Much of it involves being humble enough to recognize and acknowledge your flaws without allowing them to destroy your self-esteem. Here are seven tips for being an accountable leader.
1. Take Responsibility – Own your decisions, words and actions. As a role model, you can provide either a poor or excellent example of what it means to be responsible. Sometimes, this may even involve taking responsibility for issues you were only partly involved in. While doing so may put a dent in your pride, it will show others that you are not afraid to take ownership.
2. Communicate Thoroughly – Many problems can be avoided by simply communicating with others. Just because we understand something does not mean that everyone else does. To hold everyone accountable to your team’s goals – including yourself – go ahead and send out detailed mass emails. While this may seem redundant or overdone to some, it could keep others from missing an important deadline or falling behind. When in doubt, communicate.
3. Be Intentional – Being accountable also means having valid intentions behind everything you do. If you don’t hold to a purpose, laziness and negligence can easily creep into your life, team and office. Intentionality involves mentally preparing for events or meetings, considering other viewpoints and being thoughtful about your decisions. Before scheduling that conference or signing that contract, make sure you have a rational intention behind your choice.

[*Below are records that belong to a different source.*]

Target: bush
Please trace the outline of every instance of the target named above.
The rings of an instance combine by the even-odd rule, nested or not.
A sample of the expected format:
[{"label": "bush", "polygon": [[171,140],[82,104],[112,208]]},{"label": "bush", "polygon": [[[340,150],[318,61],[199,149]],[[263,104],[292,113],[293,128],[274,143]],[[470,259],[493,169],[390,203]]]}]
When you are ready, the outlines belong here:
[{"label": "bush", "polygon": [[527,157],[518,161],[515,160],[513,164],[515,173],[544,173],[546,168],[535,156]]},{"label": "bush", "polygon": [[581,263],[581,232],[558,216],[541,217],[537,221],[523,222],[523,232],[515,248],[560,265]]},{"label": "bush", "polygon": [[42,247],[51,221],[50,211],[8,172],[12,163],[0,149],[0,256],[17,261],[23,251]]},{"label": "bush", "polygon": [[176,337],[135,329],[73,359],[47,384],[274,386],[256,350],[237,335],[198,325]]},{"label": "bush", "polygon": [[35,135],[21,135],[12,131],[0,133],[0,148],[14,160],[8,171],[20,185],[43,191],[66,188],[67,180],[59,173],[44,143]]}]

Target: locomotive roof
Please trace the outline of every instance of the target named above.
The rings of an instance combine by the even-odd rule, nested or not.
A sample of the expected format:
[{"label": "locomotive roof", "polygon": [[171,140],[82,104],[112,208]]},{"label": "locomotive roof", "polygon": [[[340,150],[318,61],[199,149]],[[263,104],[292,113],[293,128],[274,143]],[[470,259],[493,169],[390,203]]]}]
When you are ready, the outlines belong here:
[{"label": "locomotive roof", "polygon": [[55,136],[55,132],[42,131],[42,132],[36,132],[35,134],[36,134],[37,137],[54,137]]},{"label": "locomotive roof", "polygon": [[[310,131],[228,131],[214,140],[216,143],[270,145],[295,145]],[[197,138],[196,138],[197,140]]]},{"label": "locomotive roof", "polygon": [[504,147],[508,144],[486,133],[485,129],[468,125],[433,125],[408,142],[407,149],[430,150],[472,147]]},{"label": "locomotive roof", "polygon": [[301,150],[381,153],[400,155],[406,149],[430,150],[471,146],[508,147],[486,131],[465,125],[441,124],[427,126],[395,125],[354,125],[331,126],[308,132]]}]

4. Foster Honesty – Honesty is a key component of accountability. Be truthful and up-front about what matters. Be compassionate about how you present information. Cultivating an ethic of honesty will foster accountability for your entire organization.
5. Develop Humility – Humility helps you own your faults. By doing so, you demonstrate that you are confident enough to recognize and admit when you have messed up. This also keeps you accountable to others and to yourself. However, you have to recognize that humility is not the same as self-deprecation. You have to draw the line between self-bashing and true humility.
6. Be Trustworthy – Without trust, leadership fails. As you work to be accountable, establishing trust should be a foundational component of your leadership. With your level of influence, your decisions and actions influence others. Establish trust in your work relationships by being consistent and putting forth the same effort you expect from your employees.
7. Display Compassion – Compassion is crucial for accountability. Your team members may be encountering different challenges in their professional or personal lives. Take the time to meet with them and understand their needs on a personal level. Compassion requires you to actively listen to others and seek ways to serve them.
These seven guidelines are just a few ways you can develop accountability as a leader. Start by choosing one of these traits to work on this week.